Met de jeugdopleiding van Barça heeft Cruijff zich sinds zijn ontlsag als trainer, in 1996, nauwelijks meer bemoeid. Hij zag en ziet vooral dat het goed was, met vrijwel altijd ex-discipelen van hem aan het roer, zoals nu Amor. Het is niet zo dat Cruijff een heel legertje van vertrouwelingen heeft in de opleiding van Barça, zoals nu bij Ajax. Ook schreef hij geen technische rapporten voor de Catalaanse jeugdopleiding, of geeft hij specifieke adviezen. Hij ziet het van afstand aan. Zijn invloed bestaat er vooral in overdrachtelijke zin.

 

,,De basis hebben we begin jaren negentig gelegd, door alle jeugdelftallen op dezelfde manier als het eerste team te laten spelen. En al lieten trainers als Bobby Robson en Louis van Gaal hun elftal anders voetballen, die filosofie in het jeugdvoetbal veranderde niet,” zegt Cruijff zelf.

Toen Cruijff in 1988 als trainer bij Barcelona arriveerde had hij één seizoen nodig om het jeugdvoetbal volledig te hervormen, nadat in dat eerste jaar het B-elftal van Barça uit de tweede divisie was gedegradeerd. Cruijff zette twee van zijn vroegere ploeggenoten uit de jaren zeventig, Quique Costas en Toño de la Cruz, aan het hoofd van dat B-elftal en de A1-junioren. Bovendien eiste hij bij het bestuur een hoger salaris voor de jeugdtrainers, die hij dus allemaal opdroeg precies hetzelfde systeem te hanteren, het 3-4-3, als hij bij het eerste elftal deed, met de ‘nieuwe’ positie die hij als ‘de 4’ omschreef, de spelmaker vlak voor de driemans-verdediging, een plek waarop Milla, Amor en Guardiola zijn eerste lievelingen waren.

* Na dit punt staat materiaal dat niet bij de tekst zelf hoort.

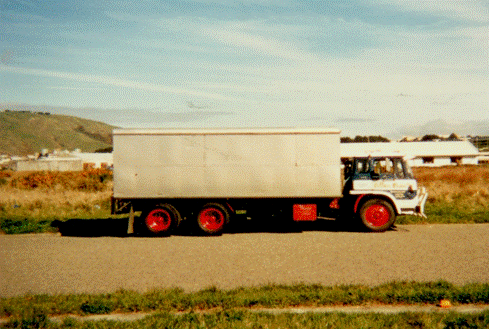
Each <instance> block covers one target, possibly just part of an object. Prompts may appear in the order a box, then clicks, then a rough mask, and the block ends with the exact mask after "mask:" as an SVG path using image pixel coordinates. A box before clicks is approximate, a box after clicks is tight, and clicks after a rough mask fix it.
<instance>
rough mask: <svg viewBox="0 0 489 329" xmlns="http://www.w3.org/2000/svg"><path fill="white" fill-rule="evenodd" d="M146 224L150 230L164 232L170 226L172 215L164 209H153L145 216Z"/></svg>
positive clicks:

Tandenknarsend ging voorzitter Núñez akkoord met de meeste eisen, omdat Cruijff hem eraan herinnerde dat in zijn contact zijn functie als trainer-manager stond omschreven. Cruijff kreeg het zelfs voor elkaar een geheel nieuwe, derde juniorenploeg te creëren opdat zijn zoon Jordi wedstrijden kon spelen. Jordi mocht als buitenlander niet in de A1 en A2 meespelen omdat die in een landelijke divisie uitkwamen. In de regionale divisie kon hij met die A3 wél meedoen. Ook liet Johan twee extra F- en E-pupillenteams inschrijven om het basisvoetbal te verbreden.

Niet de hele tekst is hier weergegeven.